Die von der belangten Behörde eingeholten Gutachten und Untersuchungen haben ergeben, daß in jenen Beständen, in denen über die Grenzwerte der 2. VO hinausgehende Chlorimmissionen festgestellt wurden, Ertragszuwachsminderungen im Vergleich zu nicht durch Chlorimmissionen belasteten Beständen auftraten. Wie bereits erwähnt, wiesen Vergleichsbestände und Probebestände dieselbe Belastung an Schwefelimmissionen auf. Daraus hat die belangte Behörde zu Recht abgeleitet, daß die Ertragszuwachsminderungen in den chlorbelasteten Probebeständen auf die Chlorimmissionen zurückzuführen seien. Hinweise auf andere zuwachsreduzierende Faktoren sind im Zuge des Verwaltungsverfahrens nicht aufgetaucht. Die beschwerdeführende Partei erläutert auch nicht näher, welche "biotischen und abiotischen Faktoren" als Verursacher der Ertragszuwachsverminderungen in Frage kämen.

Soweit sich die beschwerdeführende Partei gegen die im Gutachten des forsttechnischen Amtssachverständigen vom 17. Februar 1988 verwendeten ertragskundlichen Untersuchungen wendet, ist ihr zu erwidern, daß der angefochtene Bescheid nicht auf diesen, sondern auf von der belangten Behörde vor Erlassung des angefochtenen Bescheides eingeholten ertragskundlichen Untersuchungen basiert.

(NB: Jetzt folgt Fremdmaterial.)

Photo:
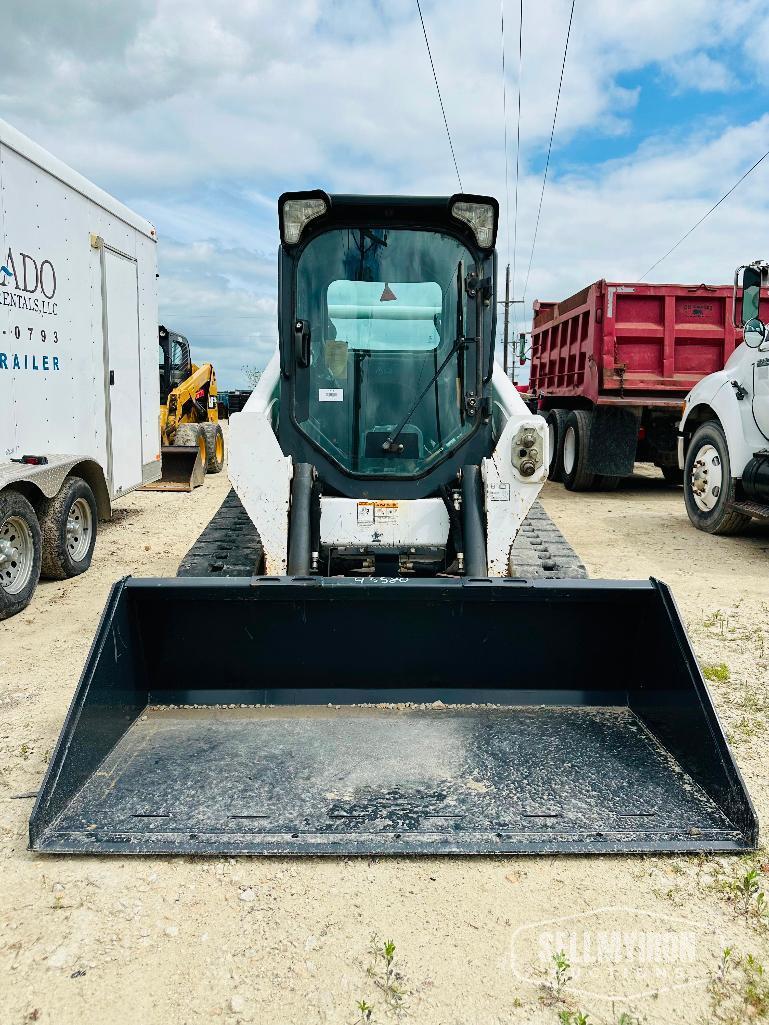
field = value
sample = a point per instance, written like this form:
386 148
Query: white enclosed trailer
79 387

Die beschwerdeführende Partei wirft der belangten Behörde vor, dem angefochtenen Bescheid liege nicht der Sachverhalt zum Zeitpunkt der Bescheiderlassung zugrunde, weil die belangte Behörde es unterlassen habe, diesen Sachverhalt nach Durchführung der von der beschwerdeführenden Partei gestellten Beweisanträge zu ermitteln.

Der angefochtene Bescheid wurde im Juli 1991 erlassen. Die belangte Behörde hat ihrer Entscheidung u.a. eine Nadelanalyse zugrunde gelegt, die die Chlor-Werte des Jahres 1990 ausweist. Da nach der 2. VO die Probenahme bei Nadelbäumen im Herbst zu erfolgen hat, waren dies die aktuellsten zur Verfügung stehenden Werte. Aufbauend darauf wurde die Ertragszuwachsminderung ermittelt. Der Vorwurf, dem angefochtenen Bescheid liege nicht der zum Zeitpunkt seiner Erlassung gegebene Sachverhalt zugrunde, ist daher unzutreffend.

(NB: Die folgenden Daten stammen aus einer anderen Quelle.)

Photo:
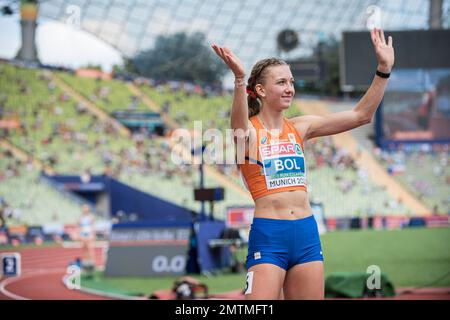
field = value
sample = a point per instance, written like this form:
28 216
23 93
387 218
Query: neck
272 119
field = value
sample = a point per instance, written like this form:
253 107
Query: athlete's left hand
384 51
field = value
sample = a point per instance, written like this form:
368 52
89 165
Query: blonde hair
257 76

Schließlich verweist die beschwerdeführende Partei darauf, daß sie bereits in der Berufung gegen den erstinstanzlichen Bescheid gerügt habe, daß im gewerbetechnischen Gutachten alle Chlor-, Chlorwasserstoff- und chlorierten Kohlewasserstoff-Emissionen in Summe angeführt würden. Sie habe in diesem Zusammenhang darauf verwiesen, daß die CKW-Emissionen ca. 75 % betrügen und den forstschädigenden Emissionen zuzurechnen seien (gemeint offenbar: nicht zuzurechnen seien).

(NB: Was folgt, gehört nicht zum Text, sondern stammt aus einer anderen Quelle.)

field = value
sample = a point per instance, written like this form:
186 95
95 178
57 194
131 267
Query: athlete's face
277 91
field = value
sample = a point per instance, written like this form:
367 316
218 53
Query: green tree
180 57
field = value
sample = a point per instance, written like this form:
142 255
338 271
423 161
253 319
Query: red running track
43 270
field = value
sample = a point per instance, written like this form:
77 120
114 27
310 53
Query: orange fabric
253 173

Es ist unklar, worauf die beschwerdeführende Partei mit diesem Einwand abzielt. Fest steht, daß im Raum B, wo die beschwerdeführende Partei ihre Chlorfabrik betreibt, durch Nadelanalysen festgestellt wurde, daß Baumbestände Chlorimmissionen aufweisen, die über die Grenzwerte der 2. VO hinausgehen. Anhaltspunkte dafür, daß für die Verursachung dieser Chlorimmissionen andere Emittenten als die beschwerdeführende Partei in Betracht kämen, sind im Verfahren nicht hervorgekommen.

Aus den dargestellten Erwägungen erweist sich die Beschwerde als unbegründet, weshalb sie gemäß § 42 Abs. 1 VwGG abzuweisen war.

Von der Durchführung der beantragten mündlichen Verhandlung konnte gemäß § 39 Abs. 2 Z. 6 VwGG abgesehen werden.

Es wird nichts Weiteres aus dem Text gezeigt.